As our friends at the Baptist Joint Committee for Religious Liberty (BJC) noted recently, the VA has issued a 21-page legal reply to these charges. As the BJC put it, the reply “emphasizes VA policy that all burial ceremonies are to respect the family’s wishes with respect to the inclusion or exclusion of religious text. Volunteers are trained not to insert their own religious beliefs in lieu of the family’s request.”

Here are some highlights from the legal filing:

* The VA’s guidelines “seek to ensure that the religious preferences, if any, of families of deceased Veterans are fully respected, and they specifically say that the honor guards may read scripture or a brief prayer if the family makes such a request to the honor guard team and the family does not provide its own clergy….”

* Guidelines “reflect that committal services are private in nature and VA volunteer honor guards must respect the wishes and religious preferences of the families of deceased Veterans.
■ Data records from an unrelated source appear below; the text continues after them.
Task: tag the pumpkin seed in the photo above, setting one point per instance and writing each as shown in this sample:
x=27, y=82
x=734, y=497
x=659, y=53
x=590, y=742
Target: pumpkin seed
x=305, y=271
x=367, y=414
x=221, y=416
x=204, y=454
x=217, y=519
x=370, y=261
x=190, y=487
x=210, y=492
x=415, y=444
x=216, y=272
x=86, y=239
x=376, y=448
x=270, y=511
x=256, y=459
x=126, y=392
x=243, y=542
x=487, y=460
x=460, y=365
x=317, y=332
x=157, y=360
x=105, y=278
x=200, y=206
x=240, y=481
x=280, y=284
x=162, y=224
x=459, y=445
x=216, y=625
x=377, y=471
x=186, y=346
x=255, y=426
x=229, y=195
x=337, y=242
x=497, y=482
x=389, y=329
If a family decides that it only wants to have clergy provide the service, which includes a reading of scripture and prayer, the family’s preference should be respected.”

* Specifically at the Houston National Cemetery, guidelines permit the use of “religious recitations at private committal services if the family of a deceased Veteran so chooses. Defendants believe that it should be the family’s choice and decision what to have read in accordance with their faith tradition, if any, because it would be improper for others to impose their own religious preferences on a Veteran’s family, especially during this meaningful event.”
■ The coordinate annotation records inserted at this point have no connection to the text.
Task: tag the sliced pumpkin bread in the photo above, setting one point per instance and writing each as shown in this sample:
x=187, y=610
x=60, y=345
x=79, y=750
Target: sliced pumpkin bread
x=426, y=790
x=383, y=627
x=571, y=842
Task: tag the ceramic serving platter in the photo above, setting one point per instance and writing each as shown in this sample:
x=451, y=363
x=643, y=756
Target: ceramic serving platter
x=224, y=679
Jason Torpy, president of the Military Association of Atheists and Freethinkers, took some time recently to look into this matter. Jason made a few phone calls and learned some facts that have been conveniently omitted from the Religious Right’s version of events. Mainly, that families have the right to have whatever kind of religious or non-religious service they want for their fallen loved ones. It’s up to the families to request religious content for memorial services.

Torpy, a former Army captain, also notes that the members of the National Memorial Ladies are volunteers. As such, they have no right to officiate at services or use them to promote their religious beliefs. As Torpy points out, some of the families who received religious sympathy cards or heard religious language might not have wanted that.

What about the claims that Ocasio closed the chapel?

The VA legal document responds to that as well. The answer turns out to be just a bit mundane: The chapel was open until September 2010, at which point “the Cemetery began a major construction project on the premises that involved the renovation of several buildings and the construction of new buildings. Due to the construction project, the chapel was closed because of fumes and noise.” Even after it was closed for construction, “arrangements were made to allow the chapel to reopen on July 5, 2011, and to remain open for use as a non-denominational place of prayer and contemplation, and as a location in which to hold committal services.”

Finally, the chapel was not stripped of Christian symbols. Christian and Jewish symbols are kept in storage there and are brought out when appropriate. They are not permanently displayed. This is an inter-faith chapel, after all.

The military includes men and women of many different faiths, as well as some people who have no specific beliefs. We honor the service of fallen service personnel by respecting the wishes of their loved ones. We do not respect fallen warriors by assuming that a grieving family wants religious language or religiously themed condolences when they may not.

There’s a lesson we can learn from this: Don’t believe everything you read – especially if the source is a Religious Right group.